The Kentucky-based company explained in a filing with the Securities and Exchange Commission that, “KFC sales were negatively impacted by the residual effects of adverse publicity surrounding the December poultry supply incident. Same-store sales are expected to recover over the course of the year and be positive in the fourth quarter.”
Yum!’s China sales started to go stale at the end of last year when the Chinese government was made aware of unapproved levels of antibiotics in the company’s chicken supply. Making matters worse, several cases of the avian flu appeared in the nation at the beginning of spring.

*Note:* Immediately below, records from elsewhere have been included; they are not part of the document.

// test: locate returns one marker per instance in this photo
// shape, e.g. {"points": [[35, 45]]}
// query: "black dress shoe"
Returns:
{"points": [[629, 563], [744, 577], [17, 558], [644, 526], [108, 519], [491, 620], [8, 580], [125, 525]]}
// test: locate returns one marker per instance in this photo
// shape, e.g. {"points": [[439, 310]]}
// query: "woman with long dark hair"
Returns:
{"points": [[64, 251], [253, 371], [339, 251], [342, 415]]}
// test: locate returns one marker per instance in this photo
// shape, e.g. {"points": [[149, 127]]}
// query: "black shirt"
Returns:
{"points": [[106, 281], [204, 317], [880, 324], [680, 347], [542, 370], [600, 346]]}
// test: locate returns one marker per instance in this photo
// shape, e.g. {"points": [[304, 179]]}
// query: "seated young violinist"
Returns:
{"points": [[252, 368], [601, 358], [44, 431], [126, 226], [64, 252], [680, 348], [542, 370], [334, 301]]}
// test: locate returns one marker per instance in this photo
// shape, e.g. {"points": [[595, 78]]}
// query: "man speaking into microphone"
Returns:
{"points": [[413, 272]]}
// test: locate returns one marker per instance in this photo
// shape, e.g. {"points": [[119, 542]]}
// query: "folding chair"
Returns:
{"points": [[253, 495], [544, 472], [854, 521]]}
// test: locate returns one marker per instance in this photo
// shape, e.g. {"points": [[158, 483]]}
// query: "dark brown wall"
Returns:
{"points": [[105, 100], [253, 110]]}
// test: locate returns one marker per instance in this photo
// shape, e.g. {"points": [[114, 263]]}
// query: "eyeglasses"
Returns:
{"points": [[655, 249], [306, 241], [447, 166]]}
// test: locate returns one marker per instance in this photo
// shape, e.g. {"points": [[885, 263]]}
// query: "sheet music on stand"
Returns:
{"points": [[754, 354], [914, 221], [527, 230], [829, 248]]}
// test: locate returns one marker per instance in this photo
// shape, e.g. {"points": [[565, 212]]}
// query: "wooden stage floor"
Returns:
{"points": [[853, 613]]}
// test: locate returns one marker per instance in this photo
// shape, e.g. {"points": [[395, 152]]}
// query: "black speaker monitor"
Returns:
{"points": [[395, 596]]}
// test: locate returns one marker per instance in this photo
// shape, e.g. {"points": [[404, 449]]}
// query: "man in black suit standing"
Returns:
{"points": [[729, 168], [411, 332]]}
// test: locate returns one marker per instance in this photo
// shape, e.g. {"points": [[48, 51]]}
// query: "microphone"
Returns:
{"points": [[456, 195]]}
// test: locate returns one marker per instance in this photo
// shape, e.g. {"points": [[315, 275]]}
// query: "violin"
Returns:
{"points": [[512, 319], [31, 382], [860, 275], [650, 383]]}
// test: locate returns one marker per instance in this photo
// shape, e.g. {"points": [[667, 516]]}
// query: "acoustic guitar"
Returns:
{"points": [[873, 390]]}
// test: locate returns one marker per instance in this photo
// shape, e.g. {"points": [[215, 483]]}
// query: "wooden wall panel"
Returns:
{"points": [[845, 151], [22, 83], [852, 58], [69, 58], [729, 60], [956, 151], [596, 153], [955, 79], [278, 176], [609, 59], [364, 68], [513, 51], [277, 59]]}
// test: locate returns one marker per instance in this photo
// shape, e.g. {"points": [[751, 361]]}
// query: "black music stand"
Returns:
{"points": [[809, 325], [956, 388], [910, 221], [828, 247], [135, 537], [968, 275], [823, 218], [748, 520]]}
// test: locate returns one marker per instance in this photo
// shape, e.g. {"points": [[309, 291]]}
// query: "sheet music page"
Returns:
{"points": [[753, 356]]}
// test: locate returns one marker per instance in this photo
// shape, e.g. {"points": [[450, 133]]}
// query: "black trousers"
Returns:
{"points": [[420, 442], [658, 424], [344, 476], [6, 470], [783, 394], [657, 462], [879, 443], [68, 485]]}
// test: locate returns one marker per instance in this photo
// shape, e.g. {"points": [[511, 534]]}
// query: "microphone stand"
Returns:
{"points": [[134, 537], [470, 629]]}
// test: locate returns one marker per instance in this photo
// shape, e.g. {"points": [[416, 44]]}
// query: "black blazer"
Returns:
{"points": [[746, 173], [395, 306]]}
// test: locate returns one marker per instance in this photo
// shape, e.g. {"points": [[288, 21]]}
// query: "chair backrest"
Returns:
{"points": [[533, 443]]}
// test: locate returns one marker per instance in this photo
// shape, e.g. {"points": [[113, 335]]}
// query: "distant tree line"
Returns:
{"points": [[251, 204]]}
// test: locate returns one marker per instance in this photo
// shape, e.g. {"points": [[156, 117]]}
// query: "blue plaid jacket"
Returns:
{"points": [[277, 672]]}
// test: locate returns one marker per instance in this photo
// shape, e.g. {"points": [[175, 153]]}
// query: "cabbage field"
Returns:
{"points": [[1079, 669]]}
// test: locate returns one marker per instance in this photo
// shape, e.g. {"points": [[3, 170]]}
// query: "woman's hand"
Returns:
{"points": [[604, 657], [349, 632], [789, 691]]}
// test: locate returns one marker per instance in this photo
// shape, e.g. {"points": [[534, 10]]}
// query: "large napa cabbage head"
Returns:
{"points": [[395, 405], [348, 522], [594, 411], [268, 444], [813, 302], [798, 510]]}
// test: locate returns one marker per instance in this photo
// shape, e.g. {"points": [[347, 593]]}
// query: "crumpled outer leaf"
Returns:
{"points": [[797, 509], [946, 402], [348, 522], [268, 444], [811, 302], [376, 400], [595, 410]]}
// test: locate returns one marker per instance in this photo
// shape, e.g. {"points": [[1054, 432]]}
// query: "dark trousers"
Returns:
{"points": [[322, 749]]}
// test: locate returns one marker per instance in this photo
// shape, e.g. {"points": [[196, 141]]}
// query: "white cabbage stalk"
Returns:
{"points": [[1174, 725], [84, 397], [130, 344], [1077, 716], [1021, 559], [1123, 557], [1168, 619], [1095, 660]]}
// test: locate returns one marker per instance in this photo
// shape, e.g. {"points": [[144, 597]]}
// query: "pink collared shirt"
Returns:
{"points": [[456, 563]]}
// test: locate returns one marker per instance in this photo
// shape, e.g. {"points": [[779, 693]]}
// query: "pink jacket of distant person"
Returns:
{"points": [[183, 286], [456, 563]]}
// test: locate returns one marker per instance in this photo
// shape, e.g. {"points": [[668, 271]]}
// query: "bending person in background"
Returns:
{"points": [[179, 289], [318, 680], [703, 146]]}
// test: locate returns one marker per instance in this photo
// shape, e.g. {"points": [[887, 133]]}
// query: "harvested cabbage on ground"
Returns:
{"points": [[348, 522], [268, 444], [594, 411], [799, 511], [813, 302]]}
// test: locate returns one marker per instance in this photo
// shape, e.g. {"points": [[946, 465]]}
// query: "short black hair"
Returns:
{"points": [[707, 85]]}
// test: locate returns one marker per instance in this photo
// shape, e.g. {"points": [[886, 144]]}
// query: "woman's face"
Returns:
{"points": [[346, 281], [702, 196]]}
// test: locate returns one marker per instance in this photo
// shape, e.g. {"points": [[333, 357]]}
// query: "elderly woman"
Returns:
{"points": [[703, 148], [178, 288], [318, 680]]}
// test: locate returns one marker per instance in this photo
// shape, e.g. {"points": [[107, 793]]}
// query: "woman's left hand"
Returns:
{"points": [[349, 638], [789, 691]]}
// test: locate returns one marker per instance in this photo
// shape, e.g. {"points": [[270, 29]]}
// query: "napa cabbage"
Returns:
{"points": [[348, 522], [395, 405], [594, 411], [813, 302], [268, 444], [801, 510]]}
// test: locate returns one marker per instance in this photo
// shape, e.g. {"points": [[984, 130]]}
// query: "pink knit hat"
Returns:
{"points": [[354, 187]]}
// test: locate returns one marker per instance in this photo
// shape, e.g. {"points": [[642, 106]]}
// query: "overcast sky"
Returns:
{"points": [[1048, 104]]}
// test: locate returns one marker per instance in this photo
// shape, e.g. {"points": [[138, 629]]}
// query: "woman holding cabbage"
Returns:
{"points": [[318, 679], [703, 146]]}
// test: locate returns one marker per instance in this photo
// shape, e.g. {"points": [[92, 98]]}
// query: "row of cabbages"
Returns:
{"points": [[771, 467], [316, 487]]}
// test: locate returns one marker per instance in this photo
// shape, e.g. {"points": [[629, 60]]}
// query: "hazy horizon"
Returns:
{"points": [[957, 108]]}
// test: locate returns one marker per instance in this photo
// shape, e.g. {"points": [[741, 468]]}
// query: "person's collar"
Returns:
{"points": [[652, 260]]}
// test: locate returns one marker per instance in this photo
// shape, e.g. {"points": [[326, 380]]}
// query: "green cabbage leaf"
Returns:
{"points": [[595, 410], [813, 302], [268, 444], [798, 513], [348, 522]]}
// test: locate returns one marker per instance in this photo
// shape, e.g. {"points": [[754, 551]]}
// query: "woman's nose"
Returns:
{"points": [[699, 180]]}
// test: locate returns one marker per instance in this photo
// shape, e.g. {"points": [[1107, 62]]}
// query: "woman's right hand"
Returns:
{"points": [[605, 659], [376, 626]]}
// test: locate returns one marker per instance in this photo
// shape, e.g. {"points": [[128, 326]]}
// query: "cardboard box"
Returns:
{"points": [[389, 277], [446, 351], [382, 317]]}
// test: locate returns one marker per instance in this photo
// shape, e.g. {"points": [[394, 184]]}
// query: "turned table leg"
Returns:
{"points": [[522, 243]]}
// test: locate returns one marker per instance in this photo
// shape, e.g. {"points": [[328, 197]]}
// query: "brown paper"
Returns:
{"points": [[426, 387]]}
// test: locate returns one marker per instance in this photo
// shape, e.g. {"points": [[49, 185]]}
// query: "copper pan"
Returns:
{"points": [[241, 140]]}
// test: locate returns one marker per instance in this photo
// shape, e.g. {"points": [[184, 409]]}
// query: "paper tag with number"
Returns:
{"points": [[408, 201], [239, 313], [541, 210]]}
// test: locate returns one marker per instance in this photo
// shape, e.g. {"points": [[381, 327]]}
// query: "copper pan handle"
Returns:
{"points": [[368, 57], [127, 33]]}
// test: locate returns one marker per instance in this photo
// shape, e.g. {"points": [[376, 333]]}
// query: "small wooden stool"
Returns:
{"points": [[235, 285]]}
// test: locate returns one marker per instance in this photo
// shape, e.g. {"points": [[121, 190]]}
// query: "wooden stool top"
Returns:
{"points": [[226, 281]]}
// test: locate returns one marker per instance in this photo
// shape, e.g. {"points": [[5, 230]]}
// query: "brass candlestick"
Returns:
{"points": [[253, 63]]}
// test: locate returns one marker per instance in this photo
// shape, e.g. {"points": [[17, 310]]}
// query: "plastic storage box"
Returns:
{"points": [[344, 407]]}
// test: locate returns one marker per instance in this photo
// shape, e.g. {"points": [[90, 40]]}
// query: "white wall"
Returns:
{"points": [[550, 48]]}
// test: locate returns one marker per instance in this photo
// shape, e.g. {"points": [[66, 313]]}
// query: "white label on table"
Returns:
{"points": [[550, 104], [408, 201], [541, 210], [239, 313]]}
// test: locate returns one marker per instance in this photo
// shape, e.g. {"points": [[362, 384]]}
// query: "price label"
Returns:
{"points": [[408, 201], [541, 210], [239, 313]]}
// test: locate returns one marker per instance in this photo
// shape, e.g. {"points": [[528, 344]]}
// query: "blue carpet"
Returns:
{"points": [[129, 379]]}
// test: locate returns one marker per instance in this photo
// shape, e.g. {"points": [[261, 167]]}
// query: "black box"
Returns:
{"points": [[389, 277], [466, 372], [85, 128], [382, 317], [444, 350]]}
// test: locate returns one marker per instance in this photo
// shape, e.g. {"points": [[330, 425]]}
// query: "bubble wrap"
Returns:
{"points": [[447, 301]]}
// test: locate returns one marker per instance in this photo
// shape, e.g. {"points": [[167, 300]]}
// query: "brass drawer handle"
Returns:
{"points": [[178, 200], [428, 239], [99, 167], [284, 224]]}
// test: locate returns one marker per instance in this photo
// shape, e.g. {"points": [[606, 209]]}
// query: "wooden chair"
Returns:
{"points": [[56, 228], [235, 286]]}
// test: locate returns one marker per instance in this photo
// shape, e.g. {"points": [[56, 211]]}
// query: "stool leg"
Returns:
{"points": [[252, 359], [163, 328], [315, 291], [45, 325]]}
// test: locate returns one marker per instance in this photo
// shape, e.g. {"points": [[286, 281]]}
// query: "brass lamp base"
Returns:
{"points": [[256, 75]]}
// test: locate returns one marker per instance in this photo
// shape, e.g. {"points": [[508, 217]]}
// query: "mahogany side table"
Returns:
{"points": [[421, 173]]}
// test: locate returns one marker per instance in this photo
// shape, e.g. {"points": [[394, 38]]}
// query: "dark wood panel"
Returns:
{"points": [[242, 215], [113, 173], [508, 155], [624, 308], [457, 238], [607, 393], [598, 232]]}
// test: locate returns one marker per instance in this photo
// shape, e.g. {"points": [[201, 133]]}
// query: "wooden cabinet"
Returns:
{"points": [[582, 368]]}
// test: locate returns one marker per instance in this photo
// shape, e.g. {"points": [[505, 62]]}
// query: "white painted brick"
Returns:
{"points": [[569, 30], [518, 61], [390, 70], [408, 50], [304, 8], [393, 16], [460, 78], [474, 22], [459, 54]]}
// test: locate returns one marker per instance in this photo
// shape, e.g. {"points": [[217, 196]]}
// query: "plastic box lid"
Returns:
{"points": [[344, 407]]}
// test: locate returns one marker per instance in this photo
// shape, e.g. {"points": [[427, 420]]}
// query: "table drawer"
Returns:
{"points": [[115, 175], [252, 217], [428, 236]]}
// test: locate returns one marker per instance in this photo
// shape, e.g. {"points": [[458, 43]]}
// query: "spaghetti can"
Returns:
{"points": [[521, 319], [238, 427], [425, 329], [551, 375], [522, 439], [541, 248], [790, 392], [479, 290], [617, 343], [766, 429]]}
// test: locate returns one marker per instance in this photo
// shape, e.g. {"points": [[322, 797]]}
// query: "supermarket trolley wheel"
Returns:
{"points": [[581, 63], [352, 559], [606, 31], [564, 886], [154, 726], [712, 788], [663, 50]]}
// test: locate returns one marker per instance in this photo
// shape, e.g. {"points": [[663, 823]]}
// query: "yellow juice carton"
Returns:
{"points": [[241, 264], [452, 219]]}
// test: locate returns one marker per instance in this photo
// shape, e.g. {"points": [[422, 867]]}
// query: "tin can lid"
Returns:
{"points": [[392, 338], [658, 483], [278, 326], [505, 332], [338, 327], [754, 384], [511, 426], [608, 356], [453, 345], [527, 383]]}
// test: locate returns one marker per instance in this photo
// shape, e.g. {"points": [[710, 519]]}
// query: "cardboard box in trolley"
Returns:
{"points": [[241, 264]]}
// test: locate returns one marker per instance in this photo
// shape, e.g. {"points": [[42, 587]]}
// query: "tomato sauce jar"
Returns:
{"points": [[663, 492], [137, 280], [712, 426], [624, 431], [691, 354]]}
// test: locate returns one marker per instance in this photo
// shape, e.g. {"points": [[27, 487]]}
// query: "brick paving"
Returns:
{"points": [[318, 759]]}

With Yum! receiving more than half of its operating earnings from China, the estimates did not sit well with investors. Shares fell more than 4 percent after the news but have trimmed losses during Tuesday’s trading. Year-to-date, shares of Yum! are still up about 9 percent, roughly the same as McDonald’s (NYSE:MCD). However, shares of Wendy’s (NYSE:WEN) and Burger King (NYSE:BKW) are up 70 percent and 18 percent, respectively.
Years after the Great Recession technically ended, the restaurant industry is still serving mixed signals in the Untied States. The National Restaurant Association’s latest Restaurant Performance Index, which tracks the health and outlook for the industry, edged lower to 101.3 in June compared to 101.8 in May. However, June represented the fourth consecutive month that the RPI held above 100.
A reading above 100 signifies expansion, while a reading below represents contraction. Compared to May, the majority of restaurant operators reported weaker same-store sales and traffic in June.